The Miami Center for Architecture & Design worked with the Village of Key Biscayne to implement its latest initiative Active Design Miami and make the village a healthier place to live, work and play for all residents.
With its small size, natural beauty and health-conscious population, Key Biscayne is an ideal place for an innovative program aimed at using design to encourage active lifestyles.
Active Design Miami, a program inspired by New York City’s Active Design Guidelines, sets policy and design strategies to create healthier streets, open spaces and buildings. In Key Biscayne, it found an advocate in Village Council member Brett Moss, whose day job is an architect, general contractor and founder of MOSS Architecture + Design.
Moss, who frequently puts the Active Design standards into play for buildings his firm designs, said the Village joined several other South Florida communities earlier this year in adopting the standards as guiding principles. He would like to see that lead to development that promotes parks, outdoor activity, walking and biking, etc.
“I’m hoping that as we update our vision in Key Biscayne, we keep encouraging people to be outside and walk and bike to different places,” he said. “We should be looking at that in future policy making, zoning, codes and ordinances.”
Moss noted the Active Design philosophy focuses on parks and open spaces, development patterns, transportation and mobility. “I think it’s something that we’re always looking at in Key Biscayne anyway, so it was kind of a no-brainer for me to bring this to the Council.”
Cheryl Jacobs, executive vice president of Miami Center for Architecture and Design, which spearheads the Active Design Miami initiative, agreed Key Biscayne is the perfect place for the guidelines to play out.
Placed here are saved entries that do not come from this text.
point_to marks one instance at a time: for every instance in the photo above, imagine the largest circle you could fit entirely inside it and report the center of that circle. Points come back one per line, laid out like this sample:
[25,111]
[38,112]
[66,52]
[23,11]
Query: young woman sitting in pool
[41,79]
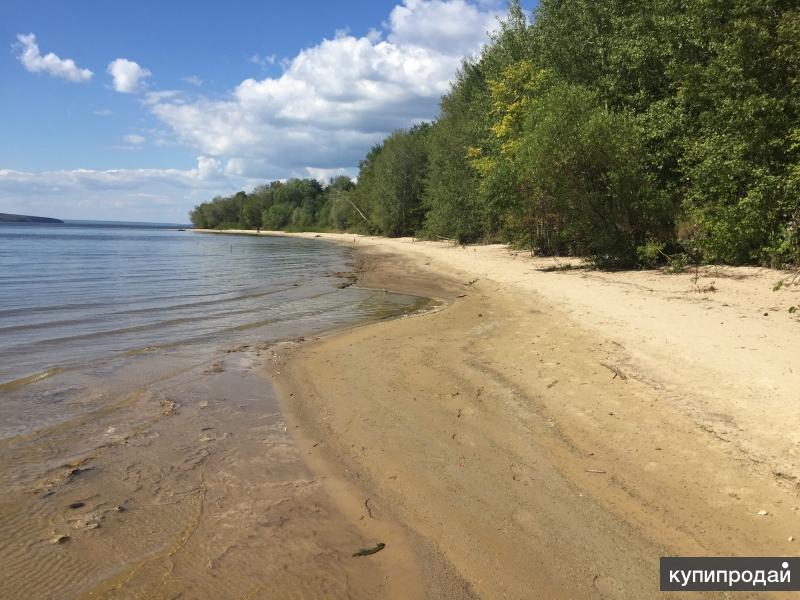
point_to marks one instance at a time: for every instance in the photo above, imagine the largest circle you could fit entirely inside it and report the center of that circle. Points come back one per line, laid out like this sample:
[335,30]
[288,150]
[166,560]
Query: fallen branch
[616,371]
She applauded the Village for being an early adapter, becoming one of the first of 10 municipal governments and the Miami-Dade County government to sign on.
“Quality of life is really important in Key Biscayne, and anything a municipality can do to give residents an opportunity to have a better quality of life is a positive for that community,” Jacobs said. “Highlighting things like bike share, park access, golf cart access paths is really a quality of life issue. Key Biscayne adopted the concepts so readily, because they have already done some of these things.”